In this project, I will be processing text with a RNN in a 2x2 experimental design. The experiment design uses the train and test pattern with 50 epochs and a batch size of 100 and Adam Otimizer. Two word vector embeddings - glove.6B.50d.txt and glove.6B.100d.txt, were used along with two vocabulary sizes to create the following 2x2 experimental design:

1. 10000 words with glove50d
2. 20000 words with glove50d
3. 10000 words with glove100d
4. 20000 words with glove100d

As the optional experiment, I used AdaDelta optimizer with 10000 and 20000 words from glove100d vector embedding, as Adam Optimizer had higher performance for this vector embedding.

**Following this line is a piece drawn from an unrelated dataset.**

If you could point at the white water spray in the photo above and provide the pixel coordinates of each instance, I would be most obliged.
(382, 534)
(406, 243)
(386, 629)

<b>Management Problem:</b>
How would you advise senior management?
Based on the results of this experiment, I would advise senior management to use a RNN Model having glove.6B.100d.txt embedding vector and Adam Optimizer. This model will be trained on existing customer feedback with a batch size of 100 taking 50 epochs. Using this training the model can identify the negative customer feelings. To reduce the processing time required by the model, we need to use the pretrained word vectors as a whole or just the subset. In the model that produces better results, we have used a subset of 20000 word vectors.

## Importing the required packages

In [1]:
from __future__ import absolute_import
from __future__ import division
from __future__ import print_function

import numpy as np
import pandas as pd

import os  # operating system functions
import os.path  # for manipulation of file path names

import re  # regular expressions

from collections import defaultdict

import nltk
from nltk.tokenize import TreebankWordTokenizer

import tensorflow as tf

# Scikit Learn for random splitting of the data  
from sklearn.model_selection import train_test_split

# Setting seed for reproducible results
RANDOM_SEED = 9999

# To remove all future warnings
import warnings
warnings.simplefilter(action='ignore', category=FutureWarning)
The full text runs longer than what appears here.